Capital Region businesses grapple with the impact of Baton Rouge’s worst natural disaster ever
It’s still too soon to put an exact dollar figure on the devastation caused by the historic flood of 2016, but the early estimates are staggering, as Business Report details in its new cover package.
More than 53,000 homes and 3,800 businesses in East Baton Rouge Parish alone were flooded, officials say. As many as 80% of all properties in Livingston Parish were affected. Across the region, more than 100,000 individuals have applied for disaster assistance.
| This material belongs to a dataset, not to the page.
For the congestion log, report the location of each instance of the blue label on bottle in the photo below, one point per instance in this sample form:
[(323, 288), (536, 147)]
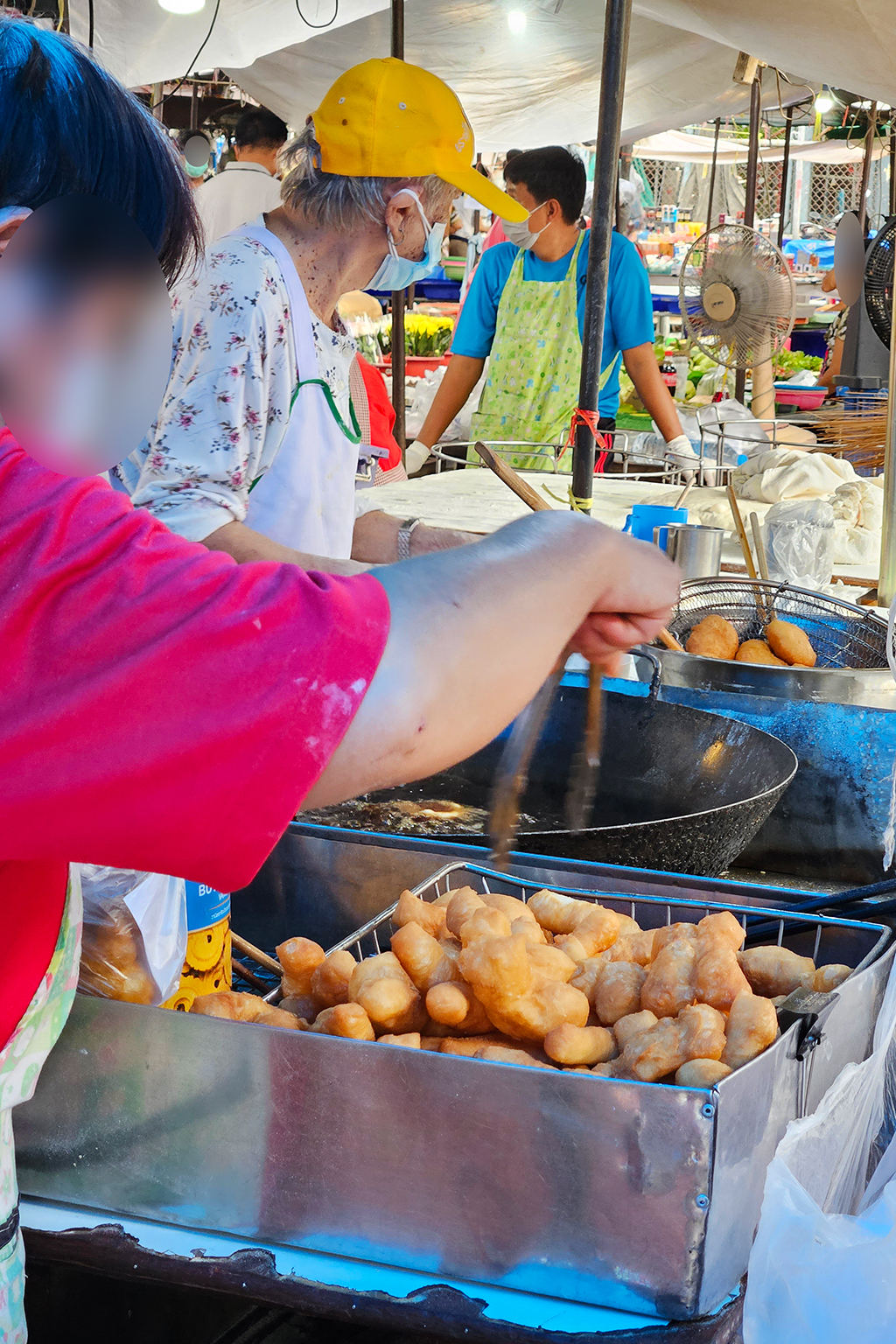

The total economic impact will be somewhere in the many billions of dollars. Though experts cannot say how many billions, they’re already calling it the worst natural disaster in the U.S. since Superstorm Sandy in 2012.
Full recovery will take at least a year, maybe more, according to LSU Economist Jim Richardson. The challenges are staggering. At least 70,000 families are without a home, which has already led to a housing shortage and a workforce crisis for local companies. Where will everyone live while they determine whether they can afford to rebuild?
For small businesses, the flood was particularly devastating. The area’s major retail centers and large employers were largely spared, and the national retailers that were affected have the resources to rebuild quickly. Some big box stores have already reopened.
Independent retailers, on the other hand, don’t have many options. The majority of them don’t have flood insurance, and business interruption insurance excludes floods. Many mom-and-pop operators, particularly in hard-hit Livingston Parish, have lost everything—their shops, merchandise, employees and customers.
“I’m worried about where some of these people are going to go,” says Central Mayor Jr. Shelton, who estimates 90% of his town was affected. “You’ve got entire subdivisions that are decimated.”
Local governments will also take a hit. Those thousands of flooded properties will be reassessed in the coming weeks, their values diminished if not totaled. While that will mean lower property tax bills for flood victims, it will also have a direct impact on property tax collections early next year—and on the revenues they generate for schools, libraries, fire departments and other vital municipal services.
“The waves of challenges are going to be many,” says BRAC President and CEO Adam Knapp. “This is a disaster that affects all parts of the region and will affect at the state level as well.”
There will be winners in the aftermath of this flood. Companies, both locally and from out of state, that have been able to meet the demand for cleaning and building supplies will thrive, as will the retailers that have been able to reopen quickly. Home sales will boom in areas that didn’t flood. The feared glut of units in the multifamily sector has already evaporated, and demand exists for still more apartments. Contractors and their subs will be busy rebuilding for months to come.
“In the short term it will be really bad,” says LSU Economist Loren Scott. “But then you are going to see a lot of spending as recovery dollars come into the area.”
Long term, however, the impact is unclear, and much will depend on what kind of temporary housing assistance becomes available and how much recovery aid the state’s congressional delegation can wrangle out of the federal government.